江國香織は大変な売れっ子作家なので、ほとんどの著作を書店で手に入れることができるでしょう。


追記(06/02/15)
だいぶ前に読んだのですが、最近(06/02/15)になって再び読み返しました。というのは、本作が果たして、ハッピーエンドなのかバッドエンドなのか、という二者択一的な読みが可能であるという話を知人に聞いたためです。個人的な見解を示しますが、ネタバレが嫌な方は以下の文章を読むことを薦めません。
問題は本作の最後、葉子のもとを失踪した夫(と推定される人物)が訪れる場面です。夫の帰還を長らく待ち望んでいた葉子にとってそれは考え得る最高の事態が起こったわけで、その再会をしてハッピーエンドと解することができます。僕は最初に読んだ時、ハッピーエンドの作品だと思いました。基本的に書かれていることを真正直に受け取るタイプの読み手であると自認しています。
しかし読み返してみて、バッドエンドとしての読みも、それを裏付けるに十分な根拠があるな、と思いました。バッドな読みの立場では、ラストシーンの夫婦再会を、「狂気に陥った葉子の妄想」と解することができます。
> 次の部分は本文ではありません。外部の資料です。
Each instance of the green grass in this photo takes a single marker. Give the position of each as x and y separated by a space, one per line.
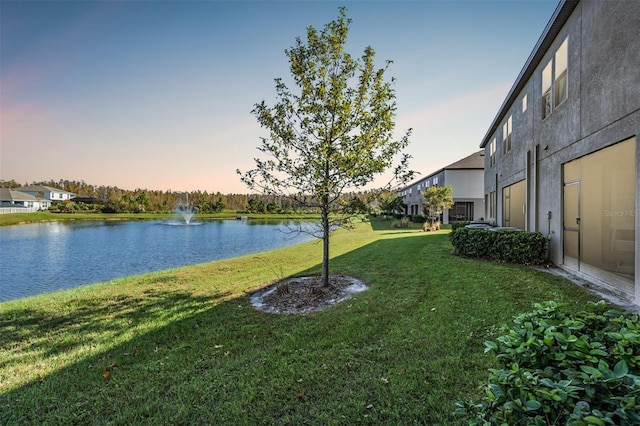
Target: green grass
46 216
185 346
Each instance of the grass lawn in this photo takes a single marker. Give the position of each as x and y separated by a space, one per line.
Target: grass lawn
47 216
185 346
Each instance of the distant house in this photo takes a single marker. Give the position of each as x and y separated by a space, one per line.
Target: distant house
13 201
54 195
562 154
465 177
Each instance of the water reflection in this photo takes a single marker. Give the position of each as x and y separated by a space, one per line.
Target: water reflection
44 257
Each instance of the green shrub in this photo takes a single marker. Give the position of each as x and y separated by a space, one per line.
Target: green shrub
564 369
417 218
503 245
456 225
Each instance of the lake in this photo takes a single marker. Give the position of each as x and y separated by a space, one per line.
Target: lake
44 257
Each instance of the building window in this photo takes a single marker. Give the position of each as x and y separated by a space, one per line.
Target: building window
554 80
492 153
561 59
492 207
514 205
506 135
461 211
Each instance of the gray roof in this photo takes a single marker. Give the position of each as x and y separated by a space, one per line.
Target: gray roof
43 188
7 194
473 161
555 24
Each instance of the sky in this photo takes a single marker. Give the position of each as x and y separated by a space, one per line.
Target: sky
158 94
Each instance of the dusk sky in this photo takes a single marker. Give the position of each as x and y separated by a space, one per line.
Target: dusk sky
158 94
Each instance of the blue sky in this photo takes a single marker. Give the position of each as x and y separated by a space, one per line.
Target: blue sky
158 94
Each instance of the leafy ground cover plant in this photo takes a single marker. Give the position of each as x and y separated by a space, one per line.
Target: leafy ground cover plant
186 347
560 368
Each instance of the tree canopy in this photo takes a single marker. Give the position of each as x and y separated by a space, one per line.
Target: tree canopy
334 134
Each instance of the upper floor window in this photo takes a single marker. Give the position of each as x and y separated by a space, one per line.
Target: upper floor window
506 135
554 80
492 153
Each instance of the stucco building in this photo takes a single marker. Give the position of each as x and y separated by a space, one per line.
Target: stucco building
562 155
465 178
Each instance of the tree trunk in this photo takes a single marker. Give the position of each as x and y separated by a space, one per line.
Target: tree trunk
325 248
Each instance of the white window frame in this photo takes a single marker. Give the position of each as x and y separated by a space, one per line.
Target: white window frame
555 80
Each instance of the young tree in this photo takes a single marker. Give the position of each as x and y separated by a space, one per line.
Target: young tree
333 135
437 199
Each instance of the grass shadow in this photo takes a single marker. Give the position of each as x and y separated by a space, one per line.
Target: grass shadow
401 352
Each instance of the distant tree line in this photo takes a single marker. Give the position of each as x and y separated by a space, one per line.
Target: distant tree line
111 199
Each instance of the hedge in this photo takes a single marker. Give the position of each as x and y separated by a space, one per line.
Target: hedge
506 245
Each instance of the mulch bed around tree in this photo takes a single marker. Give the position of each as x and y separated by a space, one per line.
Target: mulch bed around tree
305 294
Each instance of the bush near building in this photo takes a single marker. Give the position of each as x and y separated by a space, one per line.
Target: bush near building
506 245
それに至るまでの複線として、溺愛する娘の草子が葉子の元を離れてしまうのですが、その後の葉子の絶望は「いつ死んでしまっても構わないと思う」(文庫本、272頁)と明らかにされています。また、本作のもう一人の語り手である草子の視点からも、葉子との電話の後で「あたしはなんだか怖くてたまらない」(文庫本、273頁)と葉子の異常な容態について言及しています。さらに直近の274〜275頁にかけては葉子(と推測される人物)の心理描写が挿入されていて、その文脈は死を連想させるものとなっています。こうした流れからも、ラストシーンの夫婦再会はかなり唐突であると言わざるを得ず、またあまりにご都合主義的であるので、これを死さえ人生の選択肢に加えるほどに追いつめられた葉子の、狂気世界の産物と解することができます。
あらためて読んでみるとなんだかバッドエンドのような気がしてきました。個人的な見解をさらに追加するとすれば、草子も準主役として父親との再会は望むところであるはずなのに、それが行われないということはそれが不可能である=葉子の内部で起こっている事態と見なすことができます。
以前読んだ時になぜハッピーエンドと思ったかというと、恐らく江國香織のあとがきを読んだせいなのだと思います。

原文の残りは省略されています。